Erano giunti, adesso, a un’altra più piccola spianata donde si partivano, in varie direzioni, dei viali più stretti, più erbosi, assai più somiglianti a veri sentieri campestri, troppo diritti forse, ma in cui già si sentiva la libera semplicità delle vie fra i campi, umide per le nascoste piccole sorgenti d’acqua, tutte fresche nell’ora solitaria vespertina. Un banco rustico era in un angolo del crocicchio, sotto un grande albero frondoso: e il legno del banco già quasi era invaso dalle alte erbe primaverili e alle sue spalle, nel prato, vi era una fioritura di anemoni e di margherite. Hermione si fermò come indecisa.
— Restiamo qui, un poco? — pregò Luigi, cercando di trarla a sedere.
— No, cerchiamo ancora, una campagna più naturale.

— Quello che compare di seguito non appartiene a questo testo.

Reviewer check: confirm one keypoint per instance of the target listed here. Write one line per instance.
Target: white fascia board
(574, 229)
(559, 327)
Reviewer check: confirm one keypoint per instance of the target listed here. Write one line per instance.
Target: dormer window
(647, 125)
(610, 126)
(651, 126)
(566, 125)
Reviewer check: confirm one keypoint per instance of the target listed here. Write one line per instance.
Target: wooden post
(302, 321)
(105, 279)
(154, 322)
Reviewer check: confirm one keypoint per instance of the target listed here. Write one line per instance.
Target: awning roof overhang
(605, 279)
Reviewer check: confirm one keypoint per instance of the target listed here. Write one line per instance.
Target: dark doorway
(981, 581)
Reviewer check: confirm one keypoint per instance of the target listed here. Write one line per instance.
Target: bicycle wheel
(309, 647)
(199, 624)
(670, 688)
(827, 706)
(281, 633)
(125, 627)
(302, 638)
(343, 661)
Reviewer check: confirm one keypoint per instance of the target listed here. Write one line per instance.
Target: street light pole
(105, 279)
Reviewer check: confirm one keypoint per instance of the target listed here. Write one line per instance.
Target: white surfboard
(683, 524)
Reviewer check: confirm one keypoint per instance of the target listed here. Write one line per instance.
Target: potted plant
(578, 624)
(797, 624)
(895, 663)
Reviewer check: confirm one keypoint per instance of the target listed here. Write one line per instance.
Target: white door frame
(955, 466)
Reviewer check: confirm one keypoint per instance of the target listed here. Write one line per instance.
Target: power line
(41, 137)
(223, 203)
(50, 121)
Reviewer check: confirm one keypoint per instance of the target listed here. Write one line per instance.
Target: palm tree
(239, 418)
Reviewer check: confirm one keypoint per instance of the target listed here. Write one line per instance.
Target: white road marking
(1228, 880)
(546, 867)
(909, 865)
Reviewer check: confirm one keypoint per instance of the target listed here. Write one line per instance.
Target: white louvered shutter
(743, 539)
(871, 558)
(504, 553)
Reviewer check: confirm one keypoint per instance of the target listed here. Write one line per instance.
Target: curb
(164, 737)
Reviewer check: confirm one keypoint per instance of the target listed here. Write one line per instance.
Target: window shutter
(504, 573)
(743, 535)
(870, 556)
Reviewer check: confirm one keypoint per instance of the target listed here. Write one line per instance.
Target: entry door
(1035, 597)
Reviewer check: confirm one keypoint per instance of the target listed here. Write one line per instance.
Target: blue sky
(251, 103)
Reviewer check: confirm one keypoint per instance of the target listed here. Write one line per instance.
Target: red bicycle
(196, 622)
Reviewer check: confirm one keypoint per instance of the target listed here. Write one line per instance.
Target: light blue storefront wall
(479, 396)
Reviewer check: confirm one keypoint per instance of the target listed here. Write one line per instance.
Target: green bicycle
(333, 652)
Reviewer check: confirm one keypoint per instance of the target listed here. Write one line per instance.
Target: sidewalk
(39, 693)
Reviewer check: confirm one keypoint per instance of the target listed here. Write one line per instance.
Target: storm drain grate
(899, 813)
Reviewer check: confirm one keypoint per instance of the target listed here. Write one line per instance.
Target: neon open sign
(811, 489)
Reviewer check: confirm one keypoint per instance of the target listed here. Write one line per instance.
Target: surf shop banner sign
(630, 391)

Ma quando ebbero camminato ancora un poco, e girato senza più conoscere la loro strada, per tre o quattro viottole sempre più anguste, sempre più erbose, Hermione e Luigi si trovarono nel bosco più fitto, sotto l’ombra degli ontani, in un terreno senza traccia di sentiero, scendente a una piccola valle, fra due alte coste tutte coperte di una vegetazione fiorita, mentre la terra molle quasi si piegava teneramente sotto i passi.
Era un paesaggio di bosco profondo e solingo, dove scarsamente penetrava il sole, anche nelle ore più alte: e dove regnava, quindi, quella finissima aria inebbriante nella sua freschezza, che sembra si respiri da tutte le fibre: dove regnava quella sacra penombra verde che riposa gli occhi e non rassomiglia a nessun’altra luce di stanza socchiusa, di camera dove siano delle lampade temperate dai paralumi, di serra, di giardino, la sacra penombra delle piante, dei rami, delle foglie, delle erbe, confortante alla vista e penetrante nel sangue per ogni poro.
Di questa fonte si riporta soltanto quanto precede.